Another is one in which things like risk adjustment continue to be modified to take away opportunities for some of the more sophisticated plans to increase the intensity of their coding. We’ve seen some of that out of CMS. I think continuing sort of modest size program adjustments like that is a very plausible approach that we’ll continue to see CMS take regardless of the administration over the next few years.
And then probably the third option is a little more, our bigger changes. Things like taking away the benchmark to fee-for-service Medicare altogether and having the plans just bid against each other within Part C so that there’s no longer this benchmark to traditional Medicare. That’s a proposal that’s out there. It’s been out there for several years. It’s a much bigger change. And what we’ve seen on the other two, but it’s a plausible path forward as well.
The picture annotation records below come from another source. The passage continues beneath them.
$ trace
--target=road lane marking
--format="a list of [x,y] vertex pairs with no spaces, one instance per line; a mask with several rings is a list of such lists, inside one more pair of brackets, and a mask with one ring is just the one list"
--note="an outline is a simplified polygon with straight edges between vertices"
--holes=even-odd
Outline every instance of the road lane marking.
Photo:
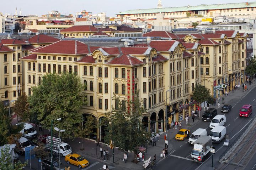
[[[244,128],[245,128],[245,127],[246,127],[246,126],[247,126],[247,125],[250,123],[250,122],[251,122],[251,121],[252,120],[252,119],[251,119],[251,120],[250,120],[250,121],[249,121],[249,122],[248,123],[247,123],[247,124],[246,124],[246,125],[245,125],[244,126],[244,128],[242,128],[241,129],[241,130],[239,130],[239,131],[238,131],[238,132],[237,133],[236,133],[234,136],[233,136],[232,137],[231,137],[231,138],[230,138],[230,140],[231,140],[234,137],[236,136],[236,135],[237,135],[238,134],[239,134],[240,132],[241,132],[243,129],[244,129]],[[221,146],[220,147],[220,148],[219,148],[219,149],[218,149],[218,150],[217,150],[217,151],[215,152],[215,153],[216,153],[217,152],[219,151],[219,150],[220,150],[220,149],[221,149],[222,148],[222,147],[223,147],[223,146],[224,146],[224,145],[222,145],[222,146]],[[211,155],[209,157],[207,158],[207,159],[206,159],[206,160],[205,160],[203,163],[202,163],[202,164],[201,164],[201,165],[202,165],[203,164],[204,164],[205,162],[207,162],[207,160],[208,160],[208,159],[210,159],[210,157],[212,157],[212,155]],[[198,167],[197,167],[197,168],[196,169],[195,169],[195,170],[197,170],[197,169],[198,169],[198,168],[200,168],[200,166],[198,166]]]
[[90,165],[88,167],[86,168],[84,168],[83,169],[82,169],[81,170],[86,170],[86,169],[88,169],[89,168],[91,168],[91,167],[92,167],[98,164],[99,163],[100,163],[99,162],[95,162],[93,164],[92,164]]
[[176,158],[181,158],[181,159],[185,159],[185,160],[190,160],[190,161],[192,161],[193,162],[197,162],[197,161],[194,160],[194,159],[188,159],[188,158],[184,158],[182,157],[180,157],[180,156],[177,156],[177,155],[171,155],[170,156],[171,157],[176,157]]

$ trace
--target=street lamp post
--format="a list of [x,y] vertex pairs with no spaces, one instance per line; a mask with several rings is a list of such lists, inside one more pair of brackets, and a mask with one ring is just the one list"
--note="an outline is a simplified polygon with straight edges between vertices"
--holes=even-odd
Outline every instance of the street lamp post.
[[55,127],[54,129],[54,130],[59,132],[59,169],[60,169],[60,132],[65,132],[66,130],[65,129],[60,130],[57,127]]

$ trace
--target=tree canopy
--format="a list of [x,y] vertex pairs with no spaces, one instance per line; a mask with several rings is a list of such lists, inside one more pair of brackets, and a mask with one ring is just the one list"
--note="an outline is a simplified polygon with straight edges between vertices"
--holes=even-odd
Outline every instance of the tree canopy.
[[[49,73],[43,75],[41,84],[32,88],[28,98],[31,111],[44,128],[50,129],[51,121],[60,129],[62,135],[73,136],[82,121],[79,110],[84,103],[81,93],[83,85],[79,77],[72,73]],[[61,118],[60,121],[57,119]]]

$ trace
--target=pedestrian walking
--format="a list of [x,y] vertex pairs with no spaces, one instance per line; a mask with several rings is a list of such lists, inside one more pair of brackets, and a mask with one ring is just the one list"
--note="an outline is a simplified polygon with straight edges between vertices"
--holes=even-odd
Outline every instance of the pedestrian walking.
[[40,130],[43,131],[43,129],[42,129],[42,125],[41,125],[41,123],[39,123],[39,131],[40,131]]
[[106,150],[104,150],[103,151],[103,156],[104,156],[104,160],[106,160]]
[[126,160],[127,159],[127,155],[126,155],[126,153],[124,153],[124,162],[126,163]]
[[107,160],[109,160],[109,157],[108,156],[108,150],[106,150],[106,159]]
[[168,158],[168,149],[167,148],[165,148],[165,155],[166,158]]
[[140,151],[140,153],[139,153],[139,157],[140,158],[140,162],[142,162],[142,153],[141,153],[141,151]]
[[158,141],[159,141],[159,134],[158,132],[156,133],[156,140],[157,140]]
[[181,122],[180,121],[179,121],[178,125],[179,125],[179,128],[180,129],[181,129]]
[[155,142],[156,141],[156,138],[155,136],[154,137],[154,138],[153,138],[153,146],[155,145],[156,146],[156,144]]
[[225,139],[226,139],[226,141],[227,142],[229,142],[229,136],[228,134],[226,134],[226,135],[225,135]]
[[102,157],[102,155],[103,155],[103,149],[102,148],[102,147],[101,147],[100,149],[100,151],[101,152],[101,157]]
[[168,148],[168,141],[165,140],[165,148]]
[[173,121],[172,121],[172,123],[171,123],[171,129],[174,129],[174,124],[173,123]]

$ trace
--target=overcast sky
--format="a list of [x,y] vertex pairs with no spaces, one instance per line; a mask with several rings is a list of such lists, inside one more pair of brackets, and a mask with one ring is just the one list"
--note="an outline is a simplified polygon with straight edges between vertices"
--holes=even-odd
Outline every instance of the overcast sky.
[[[0,12],[4,14],[15,14],[17,7],[18,14],[21,9],[22,15],[41,16],[48,13],[52,10],[58,11],[63,14],[75,14],[82,10],[90,12],[93,14],[106,12],[110,17],[115,16],[120,12],[129,10],[156,8],[158,0],[62,0],[44,1],[26,1],[25,0],[1,0],[0,2]],[[254,0],[162,0],[163,7],[197,5],[202,4],[218,4],[253,2]],[[181,3],[174,3],[174,2]]]

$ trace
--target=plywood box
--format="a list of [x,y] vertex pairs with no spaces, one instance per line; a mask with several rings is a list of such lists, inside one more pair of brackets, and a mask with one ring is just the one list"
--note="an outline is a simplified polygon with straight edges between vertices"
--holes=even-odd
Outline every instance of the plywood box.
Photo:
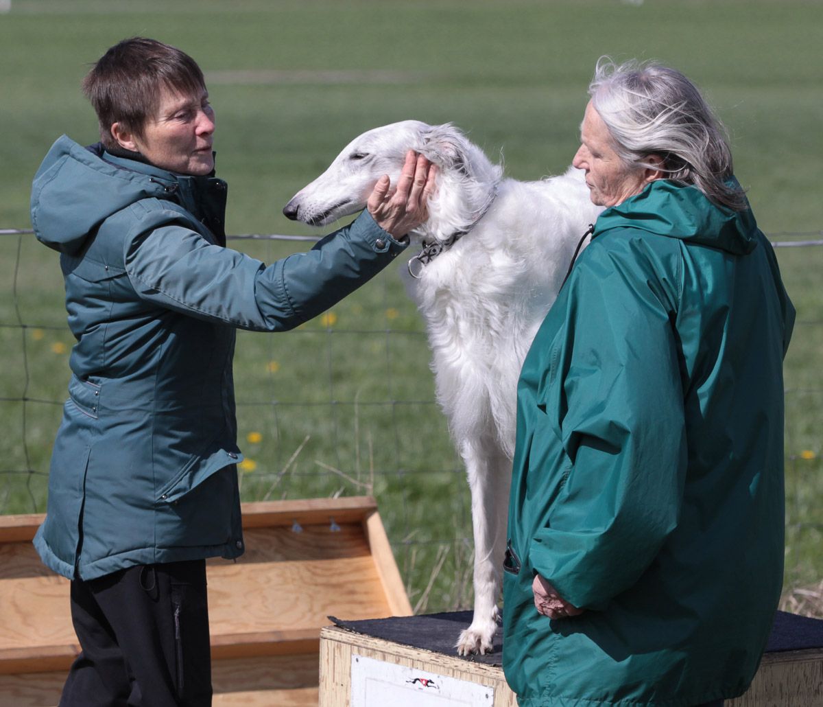
[[[500,632],[491,655],[467,659],[451,648],[470,620],[471,612],[461,611],[338,621],[340,625],[323,629],[320,707],[516,707],[500,665]],[[402,636],[406,643],[394,636]],[[823,707],[823,620],[779,612],[770,643],[776,649],[764,655],[748,691],[726,700],[726,707]],[[793,644],[804,647],[793,650]],[[478,686],[486,689],[469,701],[444,699],[447,692],[467,695]],[[376,701],[375,695],[380,695]]]
[[[40,515],[0,516],[0,707],[56,705],[80,651],[69,583],[40,561]],[[243,506],[246,552],[207,565],[216,705],[319,699],[327,616],[409,616],[374,499]]]

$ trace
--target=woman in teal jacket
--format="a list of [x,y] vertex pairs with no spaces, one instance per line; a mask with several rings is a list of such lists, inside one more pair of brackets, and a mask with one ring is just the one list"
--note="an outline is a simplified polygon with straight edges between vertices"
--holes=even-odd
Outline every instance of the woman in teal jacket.
[[794,312],[693,85],[602,60],[589,93],[607,208],[522,370],[504,667],[529,707],[722,704],[780,594]]
[[191,58],[125,40],[84,88],[102,143],[60,138],[31,196],[77,339],[35,539],[72,580],[83,653],[61,705],[207,705],[205,558],[244,550],[235,330],[291,329],[379,272],[432,181],[410,154],[396,190],[384,177],[353,223],[267,266],[225,247],[214,112]]

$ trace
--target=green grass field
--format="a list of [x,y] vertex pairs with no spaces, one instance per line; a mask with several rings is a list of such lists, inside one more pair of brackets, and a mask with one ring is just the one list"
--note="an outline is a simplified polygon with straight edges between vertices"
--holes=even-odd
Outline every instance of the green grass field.
[[[604,54],[660,59],[704,90],[764,231],[823,227],[823,4],[791,0],[13,0],[0,14],[0,227],[29,227],[30,178],[58,135],[96,141],[80,82],[134,35],[206,72],[232,233],[314,233],[281,214],[288,199],[353,137],[407,118],[453,122],[502,152],[510,176],[561,171]],[[305,247],[233,246],[267,261]],[[786,365],[790,591],[823,579],[823,248],[778,255],[798,311]],[[54,254],[0,236],[0,513],[44,510],[72,345],[62,287]],[[241,334],[235,365],[244,499],[373,493],[420,611],[472,594],[468,490],[428,358],[391,269],[295,332]]]

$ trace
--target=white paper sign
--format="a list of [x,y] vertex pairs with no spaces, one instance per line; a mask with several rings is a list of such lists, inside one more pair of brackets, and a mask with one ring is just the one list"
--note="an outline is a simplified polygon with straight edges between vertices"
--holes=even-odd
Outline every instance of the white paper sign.
[[494,701],[493,687],[351,656],[351,707],[492,707]]

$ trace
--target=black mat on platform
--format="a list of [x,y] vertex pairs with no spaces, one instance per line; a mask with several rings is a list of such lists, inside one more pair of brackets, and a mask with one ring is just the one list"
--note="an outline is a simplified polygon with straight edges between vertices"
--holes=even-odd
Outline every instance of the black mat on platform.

Kevin Pho: We’re talking to Timothy Bulat. He’s a senior consulting actuary. Today’s KevinMD article is “The truth about Medicare Advantage funding and costs.” Timothy, let’s end with some take-home messages that you want to leave with the KevinMD audience.
Timothy Bulat: Yes. I think, first, Medicare Advantage is absolutely a valuable part of the Medicare program in our country. Plans add value. That said, questioning if that value is shared fairly across all parties is a very fair question, and one that I think policymakers have a duty to ask. I mean, plans are going to be optimizing both revenue and costs against the playing field that policymakers define. Let’s allow the policymakers to ask questions about if that playing field is optimal, if that’s taking advantage of the competition that exists in a way that benefits all parties.
And certainly any disruption at all is met with a lot of noise, like we’ve seen the headlines over the past year or so, like those Wall Street Journal editorials. That noise needs to be put in the context of what’s actually changing. We have not seen a big reduction. We continue to see a growth in Medicare Advantage enrollment and benefits. So just putting the noise in context is really important.
Kevin Pho: Timothy, thank you so much for sharing your perspective and insight. Thanks again for coming on the show.
Timothy Bulat: I appreciate it. Thank you.